[nick]Идальго[/nick][status]16 yo / китобои /--i [/status][icon]https://forumavatars.ru/img/avatars/0016/ce/0e/239-1608427594.jpg[/icon][sign]пеку тебе эчпочмаки с мясом твоих врагов[/sign]
Под ногами кишит что-то стрекочущее, чешуйчатое, с приятным звуком ломающегося хитина. Тёплая, как исходящий паром ливер, торфяная жижа брызгает на щиколотки. И подсыхает щекотным на ноющих икрах. Впереди и позади голодная шакалья стая. Жажда выдрать кому-нибудь, кто не ты, кусок плоти, тем непреодолимее, чем дальше они уходят в болота.
В ритмичных злых ударах барабанов легко распознать малейшую фальшь — тихий всхлип жертвы — между вибрирующим 'там' и 'та-дам'. Добыча наследила. Клыкастая, пенящаяся слюной пасть вот-вот сомкнётся на её хребте. Ритуальная музыка вышибает из Хиросимы человеческое и впускает внутрь существо иное; архаичное, иррациональное. Его лающий смех приглушен деревянной личиной.
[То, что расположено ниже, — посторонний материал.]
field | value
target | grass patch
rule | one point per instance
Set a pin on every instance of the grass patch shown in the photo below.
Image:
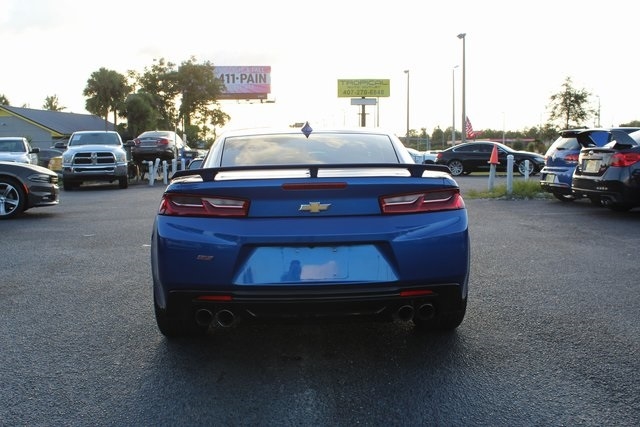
(521, 190)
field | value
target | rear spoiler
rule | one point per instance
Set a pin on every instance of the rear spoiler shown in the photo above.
(415, 170)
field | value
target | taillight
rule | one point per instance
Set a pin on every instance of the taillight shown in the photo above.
(572, 158)
(622, 160)
(214, 298)
(428, 201)
(194, 205)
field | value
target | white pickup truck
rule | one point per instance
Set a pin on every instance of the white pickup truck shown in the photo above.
(94, 156)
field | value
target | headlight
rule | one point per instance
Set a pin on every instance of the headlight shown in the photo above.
(39, 177)
(121, 157)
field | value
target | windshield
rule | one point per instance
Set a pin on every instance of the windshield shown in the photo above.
(289, 149)
(12, 146)
(100, 138)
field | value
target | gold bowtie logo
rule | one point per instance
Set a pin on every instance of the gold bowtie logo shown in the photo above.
(314, 207)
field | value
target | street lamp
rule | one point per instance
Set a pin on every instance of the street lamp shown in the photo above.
(453, 104)
(464, 103)
(407, 134)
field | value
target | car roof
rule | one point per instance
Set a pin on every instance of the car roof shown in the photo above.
(289, 130)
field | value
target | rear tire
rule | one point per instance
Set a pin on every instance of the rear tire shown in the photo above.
(123, 182)
(12, 198)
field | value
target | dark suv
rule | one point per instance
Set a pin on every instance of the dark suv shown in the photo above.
(561, 158)
(158, 144)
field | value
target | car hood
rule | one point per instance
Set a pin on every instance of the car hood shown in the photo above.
(93, 147)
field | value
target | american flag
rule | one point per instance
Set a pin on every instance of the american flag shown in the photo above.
(469, 129)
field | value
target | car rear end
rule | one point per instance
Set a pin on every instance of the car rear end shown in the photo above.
(378, 240)
(611, 174)
(561, 158)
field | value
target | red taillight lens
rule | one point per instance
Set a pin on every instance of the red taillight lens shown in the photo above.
(415, 293)
(214, 298)
(428, 201)
(193, 205)
(622, 160)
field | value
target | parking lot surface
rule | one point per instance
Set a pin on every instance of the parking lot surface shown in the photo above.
(551, 335)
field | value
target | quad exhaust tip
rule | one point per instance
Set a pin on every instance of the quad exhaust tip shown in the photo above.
(224, 318)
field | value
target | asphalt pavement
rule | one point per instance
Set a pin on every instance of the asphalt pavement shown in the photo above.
(551, 336)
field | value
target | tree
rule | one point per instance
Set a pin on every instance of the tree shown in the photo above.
(570, 106)
(106, 91)
(140, 113)
(52, 103)
(198, 86)
(159, 81)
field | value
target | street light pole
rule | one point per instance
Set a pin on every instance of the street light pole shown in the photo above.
(453, 104)
(407, 134)
(464, 101)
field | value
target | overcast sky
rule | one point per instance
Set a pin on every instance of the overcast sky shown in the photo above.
(517, 54)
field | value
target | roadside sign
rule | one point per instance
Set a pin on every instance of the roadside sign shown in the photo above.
(363, 101)
(373, 88)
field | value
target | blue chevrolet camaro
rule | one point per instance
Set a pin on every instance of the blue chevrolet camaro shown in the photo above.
(303, 223)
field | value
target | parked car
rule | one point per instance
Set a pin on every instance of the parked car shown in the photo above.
(94, 155)
(24, 186)
(421, 156)
(474, 156)
(18, 149)
(299, 223)
(561, 158)
(160, 144)
(611, 173)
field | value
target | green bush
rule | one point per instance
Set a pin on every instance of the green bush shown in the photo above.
(521, 190)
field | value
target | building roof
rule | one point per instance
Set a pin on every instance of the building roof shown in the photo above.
(59, 121)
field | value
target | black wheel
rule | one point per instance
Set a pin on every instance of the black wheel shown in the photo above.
(69, 185)
(522, 169)
(564, 197)
(176, 327)
(12, 198)
(447, 321)
(455, 167)
(123, 182)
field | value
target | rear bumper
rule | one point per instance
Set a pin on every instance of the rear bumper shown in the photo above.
(382, 304)
(100, 173)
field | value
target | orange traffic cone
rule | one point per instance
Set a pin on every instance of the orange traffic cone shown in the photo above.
(494, 156)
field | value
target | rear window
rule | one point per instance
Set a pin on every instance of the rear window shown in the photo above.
(290, 149)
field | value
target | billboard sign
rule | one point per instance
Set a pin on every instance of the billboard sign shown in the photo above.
(372, 88)
(244, 82)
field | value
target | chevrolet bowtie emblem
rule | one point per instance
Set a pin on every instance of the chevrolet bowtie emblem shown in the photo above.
(314, 207)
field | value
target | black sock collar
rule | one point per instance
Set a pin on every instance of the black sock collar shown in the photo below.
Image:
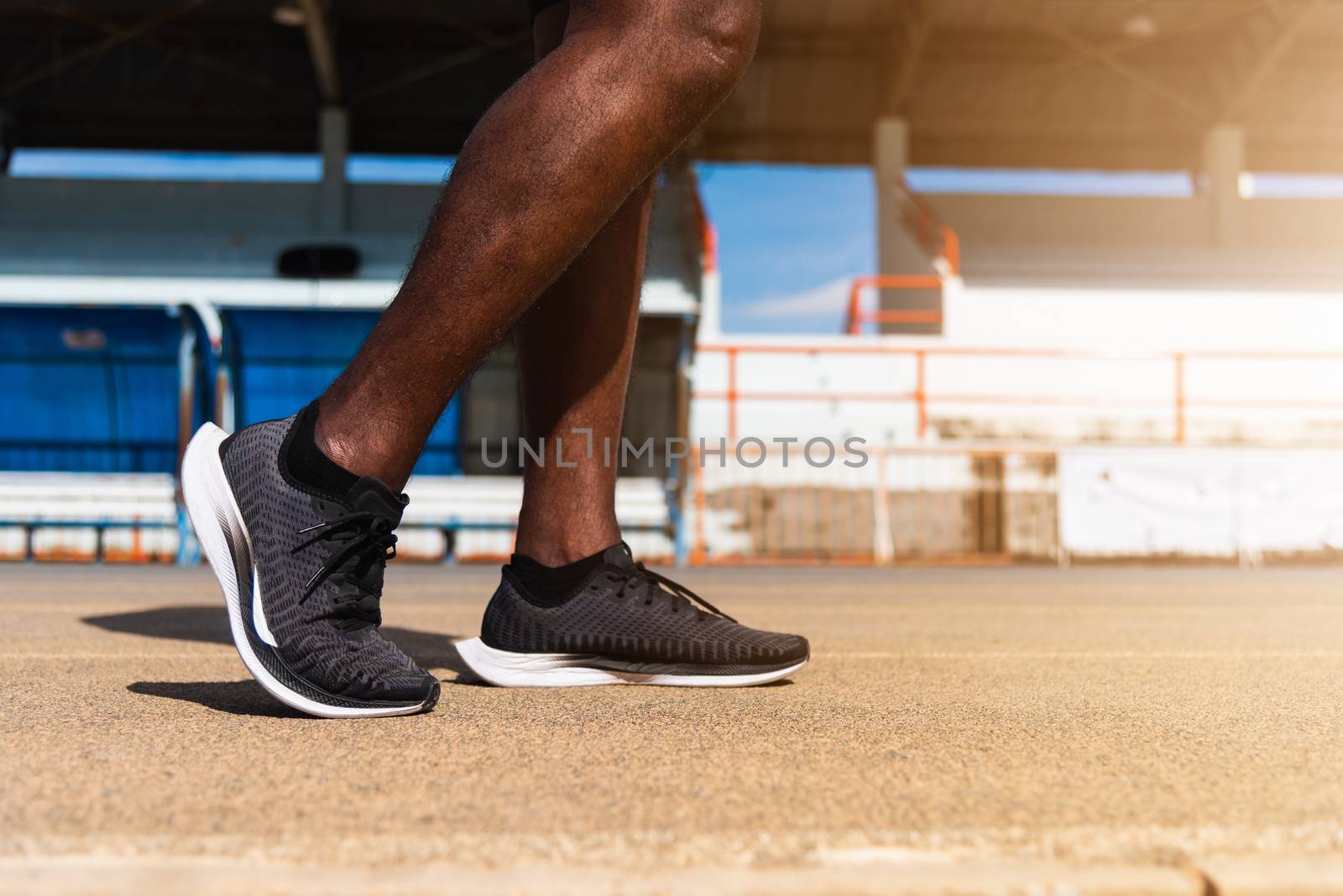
(308, 464)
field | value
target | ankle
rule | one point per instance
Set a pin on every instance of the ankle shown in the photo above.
(564, 550)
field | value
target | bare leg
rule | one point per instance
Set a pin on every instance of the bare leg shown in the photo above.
(544, 170)
(574, 351)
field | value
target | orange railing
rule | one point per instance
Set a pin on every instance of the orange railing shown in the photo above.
(857, 317)
(937, 239)
(1177, 404)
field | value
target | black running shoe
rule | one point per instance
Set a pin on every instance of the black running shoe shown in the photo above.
(302, 576)
(624, 625)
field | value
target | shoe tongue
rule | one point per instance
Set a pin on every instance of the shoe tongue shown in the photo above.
(618, 555)
(371, 494)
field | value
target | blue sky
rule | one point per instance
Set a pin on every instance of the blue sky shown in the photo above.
(785, 232)
(790, 237)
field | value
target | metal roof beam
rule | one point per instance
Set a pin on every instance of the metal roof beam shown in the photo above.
(1268, 62)
(321, 49)
(94, 49)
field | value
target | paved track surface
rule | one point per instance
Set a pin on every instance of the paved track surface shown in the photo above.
(1094, 730)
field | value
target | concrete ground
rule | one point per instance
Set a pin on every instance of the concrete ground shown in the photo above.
(1016, 730)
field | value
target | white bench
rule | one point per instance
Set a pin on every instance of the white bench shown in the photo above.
(134, 517)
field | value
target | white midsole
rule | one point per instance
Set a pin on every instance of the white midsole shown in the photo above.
(212, 506)
(570, 671)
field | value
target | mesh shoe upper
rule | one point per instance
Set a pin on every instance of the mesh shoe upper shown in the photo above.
(624, 612)
(320, 568)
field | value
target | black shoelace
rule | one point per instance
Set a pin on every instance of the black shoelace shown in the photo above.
(364, 538)
(638, 577)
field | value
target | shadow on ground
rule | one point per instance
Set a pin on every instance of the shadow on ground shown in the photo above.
(210, 624)
(235, 698)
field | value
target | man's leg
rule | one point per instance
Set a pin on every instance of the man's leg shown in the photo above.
(583, 331)
(297, 515)
(574, 608)
(547, 167)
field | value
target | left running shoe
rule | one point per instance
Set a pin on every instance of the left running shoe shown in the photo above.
(302, 576)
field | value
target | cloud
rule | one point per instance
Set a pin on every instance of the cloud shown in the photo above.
(826, 300)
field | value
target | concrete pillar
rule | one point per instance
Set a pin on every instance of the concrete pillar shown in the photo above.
(1224, 163)
(897, 253)
(890, 159)
(6, 150)
(333, 195)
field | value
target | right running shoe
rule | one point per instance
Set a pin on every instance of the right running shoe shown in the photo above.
(302, 576)
(624, 624)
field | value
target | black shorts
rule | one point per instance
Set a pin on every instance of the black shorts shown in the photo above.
(536, 6)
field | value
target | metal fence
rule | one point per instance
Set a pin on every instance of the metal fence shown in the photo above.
(873, 506)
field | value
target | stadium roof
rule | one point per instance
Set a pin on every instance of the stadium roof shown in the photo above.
(1032, 83)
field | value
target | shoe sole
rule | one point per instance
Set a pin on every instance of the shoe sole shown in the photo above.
(227, 546)
(508, 669)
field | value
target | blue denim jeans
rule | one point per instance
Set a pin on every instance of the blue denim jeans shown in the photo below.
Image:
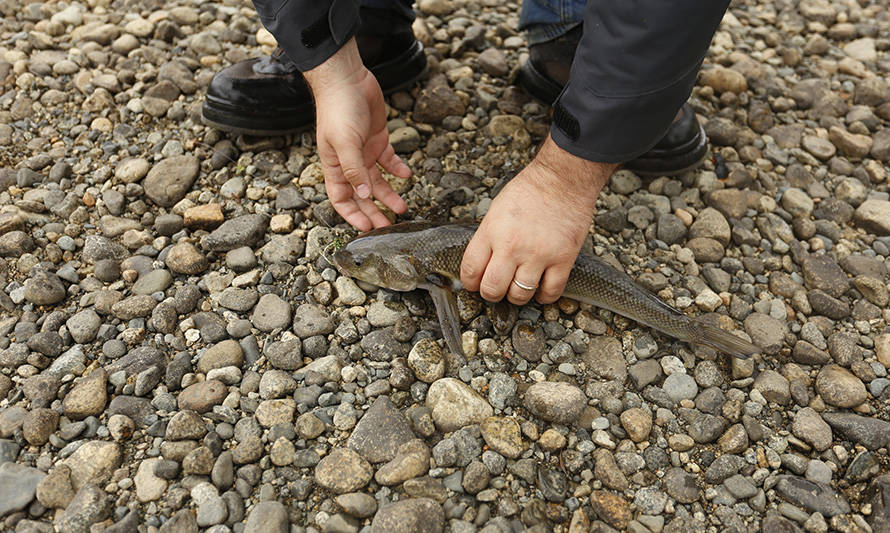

Масляные глаза вглядываются в густой камыш остро и темно.
(у Охоты — гарпийская плотоядность, у добычи — отдышка до разрыва аорты)
За вытянутыми обрядовыми масками не гарпии — духи животных и божков, чьи имена помнит разве что Чернолес. А души под масками ни то, ни сё — нечисть. Хиросиму выкручивает в железной хватке Охоты: запахи, звуки, зрение становятся ярче. Но и они уходят на задний план — важно не просто видеть, важно проникнуть в суть. Слиться со зверем, чьё изображение выстругано из коричнево-чёрного дерева.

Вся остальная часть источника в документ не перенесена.